Enhance Employee Education

Review the enrollment process and enrollment materials to determine whether changes could be made to increase plan enrollment rates for new employees or to help employees understand how to calculate their retirement savings needs. Identify specific employee groups that have weak savings metrics, such as young workers or low wage employees, and target communications to address the financial education needs of the specific demographic.

Adjust Plan Features

Evaluate plan features to determine whether they could be limiting participation or could be adjusted to increase savings rates. For example, allowing immediate eligibility or adding an automatic enrollment feature have proven effective in increasing participation and contribution rates, while adding an automatic escalation feature can increase deferral rates over time. 

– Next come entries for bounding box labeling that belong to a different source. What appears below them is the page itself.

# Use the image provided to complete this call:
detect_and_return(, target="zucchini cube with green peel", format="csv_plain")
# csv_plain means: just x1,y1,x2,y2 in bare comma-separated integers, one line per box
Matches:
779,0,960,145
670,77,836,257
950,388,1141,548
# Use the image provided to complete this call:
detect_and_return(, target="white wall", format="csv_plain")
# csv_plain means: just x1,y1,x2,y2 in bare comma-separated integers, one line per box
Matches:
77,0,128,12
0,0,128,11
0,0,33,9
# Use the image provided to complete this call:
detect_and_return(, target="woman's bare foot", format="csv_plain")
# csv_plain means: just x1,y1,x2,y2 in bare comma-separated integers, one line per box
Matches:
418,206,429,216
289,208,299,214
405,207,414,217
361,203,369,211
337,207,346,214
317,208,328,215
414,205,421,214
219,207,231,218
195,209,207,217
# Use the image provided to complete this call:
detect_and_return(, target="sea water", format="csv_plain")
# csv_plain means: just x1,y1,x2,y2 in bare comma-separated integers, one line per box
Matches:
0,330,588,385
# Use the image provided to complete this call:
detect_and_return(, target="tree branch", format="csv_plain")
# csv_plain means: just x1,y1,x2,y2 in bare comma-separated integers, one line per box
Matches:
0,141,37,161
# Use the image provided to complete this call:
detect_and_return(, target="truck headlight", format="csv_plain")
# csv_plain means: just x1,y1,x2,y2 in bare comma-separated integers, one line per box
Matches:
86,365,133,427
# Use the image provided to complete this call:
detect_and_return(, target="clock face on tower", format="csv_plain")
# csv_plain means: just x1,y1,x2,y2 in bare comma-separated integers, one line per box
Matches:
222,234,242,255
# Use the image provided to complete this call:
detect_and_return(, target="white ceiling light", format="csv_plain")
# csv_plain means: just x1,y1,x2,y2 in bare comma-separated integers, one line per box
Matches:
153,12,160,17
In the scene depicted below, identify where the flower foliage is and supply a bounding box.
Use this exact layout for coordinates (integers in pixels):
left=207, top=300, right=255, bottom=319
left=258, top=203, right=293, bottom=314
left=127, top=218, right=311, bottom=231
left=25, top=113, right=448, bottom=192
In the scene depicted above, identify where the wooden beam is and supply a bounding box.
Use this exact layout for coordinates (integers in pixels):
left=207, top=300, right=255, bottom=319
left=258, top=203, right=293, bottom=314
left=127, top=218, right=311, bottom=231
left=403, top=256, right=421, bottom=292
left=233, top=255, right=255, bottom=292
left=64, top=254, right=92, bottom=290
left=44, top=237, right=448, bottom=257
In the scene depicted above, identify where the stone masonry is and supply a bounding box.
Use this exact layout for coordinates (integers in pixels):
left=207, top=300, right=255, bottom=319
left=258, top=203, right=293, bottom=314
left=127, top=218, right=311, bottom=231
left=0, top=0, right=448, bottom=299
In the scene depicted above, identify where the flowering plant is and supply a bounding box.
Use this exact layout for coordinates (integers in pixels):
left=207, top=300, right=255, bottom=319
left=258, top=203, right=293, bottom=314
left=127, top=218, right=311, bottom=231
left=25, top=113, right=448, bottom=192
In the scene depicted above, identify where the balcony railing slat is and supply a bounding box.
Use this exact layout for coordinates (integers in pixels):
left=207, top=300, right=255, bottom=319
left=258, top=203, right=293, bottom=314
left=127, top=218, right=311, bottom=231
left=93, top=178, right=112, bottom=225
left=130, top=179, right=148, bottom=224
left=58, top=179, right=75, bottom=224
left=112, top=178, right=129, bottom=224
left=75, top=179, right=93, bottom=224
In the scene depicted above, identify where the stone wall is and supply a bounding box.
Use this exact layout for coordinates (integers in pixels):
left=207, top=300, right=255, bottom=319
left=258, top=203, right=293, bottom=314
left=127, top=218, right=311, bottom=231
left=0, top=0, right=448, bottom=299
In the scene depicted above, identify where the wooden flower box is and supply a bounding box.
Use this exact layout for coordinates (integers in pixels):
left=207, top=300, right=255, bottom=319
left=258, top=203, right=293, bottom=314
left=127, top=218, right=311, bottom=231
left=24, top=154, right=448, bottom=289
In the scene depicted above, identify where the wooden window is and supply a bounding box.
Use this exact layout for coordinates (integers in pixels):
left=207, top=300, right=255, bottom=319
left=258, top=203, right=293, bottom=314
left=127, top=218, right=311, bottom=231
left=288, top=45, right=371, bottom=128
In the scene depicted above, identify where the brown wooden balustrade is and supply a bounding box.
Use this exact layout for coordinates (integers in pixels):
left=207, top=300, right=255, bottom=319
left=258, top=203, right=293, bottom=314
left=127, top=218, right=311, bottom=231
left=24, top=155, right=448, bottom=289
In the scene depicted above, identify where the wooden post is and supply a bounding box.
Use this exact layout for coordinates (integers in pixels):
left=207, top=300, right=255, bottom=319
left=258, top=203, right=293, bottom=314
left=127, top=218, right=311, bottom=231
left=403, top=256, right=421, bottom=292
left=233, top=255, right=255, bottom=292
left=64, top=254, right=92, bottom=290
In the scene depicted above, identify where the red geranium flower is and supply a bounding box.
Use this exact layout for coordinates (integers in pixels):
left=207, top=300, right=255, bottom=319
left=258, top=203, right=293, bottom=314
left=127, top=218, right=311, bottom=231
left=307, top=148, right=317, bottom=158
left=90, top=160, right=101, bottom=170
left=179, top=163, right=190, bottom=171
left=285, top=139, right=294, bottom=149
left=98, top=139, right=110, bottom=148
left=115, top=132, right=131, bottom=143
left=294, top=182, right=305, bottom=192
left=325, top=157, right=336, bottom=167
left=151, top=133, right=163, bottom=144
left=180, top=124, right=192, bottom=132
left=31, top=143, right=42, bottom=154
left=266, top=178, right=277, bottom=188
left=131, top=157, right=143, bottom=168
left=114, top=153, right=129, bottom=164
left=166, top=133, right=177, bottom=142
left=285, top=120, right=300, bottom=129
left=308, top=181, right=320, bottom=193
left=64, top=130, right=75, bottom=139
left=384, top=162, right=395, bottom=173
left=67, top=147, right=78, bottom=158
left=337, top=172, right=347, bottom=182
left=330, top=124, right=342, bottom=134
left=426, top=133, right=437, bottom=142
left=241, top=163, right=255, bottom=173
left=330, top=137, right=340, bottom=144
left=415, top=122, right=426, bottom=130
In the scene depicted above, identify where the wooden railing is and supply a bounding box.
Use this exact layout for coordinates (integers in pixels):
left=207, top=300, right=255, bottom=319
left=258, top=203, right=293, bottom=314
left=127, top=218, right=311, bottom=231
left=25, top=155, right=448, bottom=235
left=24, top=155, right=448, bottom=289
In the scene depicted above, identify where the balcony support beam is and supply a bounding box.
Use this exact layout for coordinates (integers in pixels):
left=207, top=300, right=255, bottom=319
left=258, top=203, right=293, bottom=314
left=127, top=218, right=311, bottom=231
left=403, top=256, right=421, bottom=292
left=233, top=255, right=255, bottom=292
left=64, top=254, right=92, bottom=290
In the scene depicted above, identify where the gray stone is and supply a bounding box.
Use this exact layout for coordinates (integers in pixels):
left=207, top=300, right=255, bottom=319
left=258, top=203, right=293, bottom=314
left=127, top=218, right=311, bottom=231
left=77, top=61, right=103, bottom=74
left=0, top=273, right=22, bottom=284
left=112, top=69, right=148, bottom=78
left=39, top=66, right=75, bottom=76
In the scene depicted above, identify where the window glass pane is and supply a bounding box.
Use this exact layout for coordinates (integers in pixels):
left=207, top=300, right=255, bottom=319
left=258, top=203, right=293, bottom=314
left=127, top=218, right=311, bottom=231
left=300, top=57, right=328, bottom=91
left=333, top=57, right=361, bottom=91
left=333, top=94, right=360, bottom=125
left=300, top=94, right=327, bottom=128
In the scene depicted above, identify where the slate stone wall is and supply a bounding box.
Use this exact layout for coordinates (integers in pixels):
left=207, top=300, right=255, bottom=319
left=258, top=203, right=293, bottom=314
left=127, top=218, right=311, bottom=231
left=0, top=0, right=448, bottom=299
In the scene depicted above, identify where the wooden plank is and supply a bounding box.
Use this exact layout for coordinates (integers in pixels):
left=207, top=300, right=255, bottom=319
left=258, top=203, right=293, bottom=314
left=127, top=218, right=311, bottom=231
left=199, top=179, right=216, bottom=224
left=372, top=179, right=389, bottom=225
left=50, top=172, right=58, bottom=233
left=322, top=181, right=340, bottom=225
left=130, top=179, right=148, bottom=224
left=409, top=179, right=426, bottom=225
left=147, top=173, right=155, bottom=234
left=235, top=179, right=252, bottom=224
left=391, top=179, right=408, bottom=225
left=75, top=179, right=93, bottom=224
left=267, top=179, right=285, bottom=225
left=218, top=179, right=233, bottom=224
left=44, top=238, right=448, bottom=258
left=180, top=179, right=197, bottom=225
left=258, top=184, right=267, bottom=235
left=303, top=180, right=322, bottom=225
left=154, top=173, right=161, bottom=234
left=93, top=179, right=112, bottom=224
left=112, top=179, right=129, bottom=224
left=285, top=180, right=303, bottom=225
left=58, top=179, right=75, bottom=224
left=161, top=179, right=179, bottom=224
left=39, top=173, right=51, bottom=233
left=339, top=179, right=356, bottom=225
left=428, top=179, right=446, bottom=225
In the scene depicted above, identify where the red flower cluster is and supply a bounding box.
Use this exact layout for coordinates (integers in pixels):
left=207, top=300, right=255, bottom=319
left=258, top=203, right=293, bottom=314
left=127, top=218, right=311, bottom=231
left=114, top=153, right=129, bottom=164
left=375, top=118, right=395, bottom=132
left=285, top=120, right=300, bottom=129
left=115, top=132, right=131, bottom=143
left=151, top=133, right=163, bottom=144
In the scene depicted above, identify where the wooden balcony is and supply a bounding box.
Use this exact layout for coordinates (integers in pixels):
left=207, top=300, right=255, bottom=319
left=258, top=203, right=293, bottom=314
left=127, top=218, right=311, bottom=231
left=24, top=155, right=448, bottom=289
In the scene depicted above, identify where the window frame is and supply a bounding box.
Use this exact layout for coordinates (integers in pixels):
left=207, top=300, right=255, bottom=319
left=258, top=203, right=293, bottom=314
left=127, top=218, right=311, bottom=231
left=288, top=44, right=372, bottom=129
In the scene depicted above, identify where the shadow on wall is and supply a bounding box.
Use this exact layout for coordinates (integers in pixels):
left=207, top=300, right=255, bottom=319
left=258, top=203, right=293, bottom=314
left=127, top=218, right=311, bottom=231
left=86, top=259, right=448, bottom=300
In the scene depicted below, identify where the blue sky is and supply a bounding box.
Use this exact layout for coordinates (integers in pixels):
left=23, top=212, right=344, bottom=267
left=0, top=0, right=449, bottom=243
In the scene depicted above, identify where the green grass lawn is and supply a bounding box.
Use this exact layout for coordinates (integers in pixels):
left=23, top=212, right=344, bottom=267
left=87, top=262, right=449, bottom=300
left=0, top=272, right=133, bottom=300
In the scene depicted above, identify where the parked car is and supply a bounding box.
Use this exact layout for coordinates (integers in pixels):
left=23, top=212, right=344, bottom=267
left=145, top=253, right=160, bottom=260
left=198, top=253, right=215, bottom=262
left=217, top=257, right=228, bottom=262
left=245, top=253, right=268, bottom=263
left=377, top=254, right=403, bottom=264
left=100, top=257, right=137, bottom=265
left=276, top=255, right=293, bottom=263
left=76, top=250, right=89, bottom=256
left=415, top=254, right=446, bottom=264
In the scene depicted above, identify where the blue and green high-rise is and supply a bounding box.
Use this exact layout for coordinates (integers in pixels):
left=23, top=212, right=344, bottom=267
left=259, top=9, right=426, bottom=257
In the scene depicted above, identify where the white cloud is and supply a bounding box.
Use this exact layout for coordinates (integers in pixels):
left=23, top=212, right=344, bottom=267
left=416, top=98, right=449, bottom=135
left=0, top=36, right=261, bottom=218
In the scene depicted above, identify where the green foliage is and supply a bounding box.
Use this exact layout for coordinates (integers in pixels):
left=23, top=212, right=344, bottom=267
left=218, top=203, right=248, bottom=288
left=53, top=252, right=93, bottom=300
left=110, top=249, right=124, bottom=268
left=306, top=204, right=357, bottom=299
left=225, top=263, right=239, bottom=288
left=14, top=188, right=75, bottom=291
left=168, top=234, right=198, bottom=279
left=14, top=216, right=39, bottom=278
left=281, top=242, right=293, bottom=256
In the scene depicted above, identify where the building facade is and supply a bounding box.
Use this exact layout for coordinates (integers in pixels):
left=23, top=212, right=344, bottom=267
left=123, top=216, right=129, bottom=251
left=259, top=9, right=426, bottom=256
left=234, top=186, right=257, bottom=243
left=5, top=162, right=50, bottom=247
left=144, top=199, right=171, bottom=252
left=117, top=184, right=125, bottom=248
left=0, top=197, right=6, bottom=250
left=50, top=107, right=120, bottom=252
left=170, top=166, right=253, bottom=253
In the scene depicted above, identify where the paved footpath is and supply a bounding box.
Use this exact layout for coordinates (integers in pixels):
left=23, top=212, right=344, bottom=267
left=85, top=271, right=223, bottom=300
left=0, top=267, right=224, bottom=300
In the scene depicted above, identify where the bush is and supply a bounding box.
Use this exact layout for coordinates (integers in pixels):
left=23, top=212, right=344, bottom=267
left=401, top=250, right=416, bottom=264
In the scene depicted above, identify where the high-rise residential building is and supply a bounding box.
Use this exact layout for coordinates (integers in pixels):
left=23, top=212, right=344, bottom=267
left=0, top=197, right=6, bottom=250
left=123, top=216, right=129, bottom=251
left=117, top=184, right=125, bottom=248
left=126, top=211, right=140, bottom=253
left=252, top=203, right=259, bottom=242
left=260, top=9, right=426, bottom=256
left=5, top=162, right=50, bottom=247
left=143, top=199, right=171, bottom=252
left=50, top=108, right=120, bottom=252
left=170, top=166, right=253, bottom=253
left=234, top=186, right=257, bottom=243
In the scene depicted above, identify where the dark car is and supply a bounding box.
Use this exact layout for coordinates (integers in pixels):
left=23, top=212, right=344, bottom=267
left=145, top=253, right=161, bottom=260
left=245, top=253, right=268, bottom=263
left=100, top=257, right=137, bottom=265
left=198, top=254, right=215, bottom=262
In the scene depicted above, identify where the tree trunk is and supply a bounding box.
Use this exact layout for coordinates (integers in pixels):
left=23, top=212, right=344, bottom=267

Adopt a Safe Harbor 401(k) Plan Design

This plan design approach to satisfying the nondiscrimination testing requires employers to provide a matching or nonelective contribution each year in exchange for an automatic pass on ADP/ACP testing. If the employer makes only safe harbor contributions to the plan, the plan is also deemed to satisfy the top-heavy requirement. Help employers engage a plan design expert who can project contribution costs based on workforce demographics to explain the benefits and considerations of this popular plan feature.

Adopt a Non-Qualified Plan

If business owners and other HCEs want to save more for retirement than is permitted under a 401(k) plan, an employer may want to consider adopting a non-qualified deferred compensation (NQDC) plan for its HCEs. A NQDC plan is not subject to the nondiscrimination testing requirements, which provides greater plan design flexibility to benefit just HCEs. By removing HCEs from the 401(k) plan and allowing them to defer salary and receive a matching contribution in the NQDC plan, employers may be able to alleviate 401(k) plan testing failures and allow HCEs to save more for retirement. See Newport’s article, Non-Qualified Plans: The Remedy to 401(k) Plan Testing Issues, for more information.

Next Steps

Advisors can use this annual testing process to clients understand the factors contributing to their testing results and introduce solutions that may help avoid testing failures in future plan years, improve participation rates, and maintain a competitive benefits package that is appealing to highly paid employees.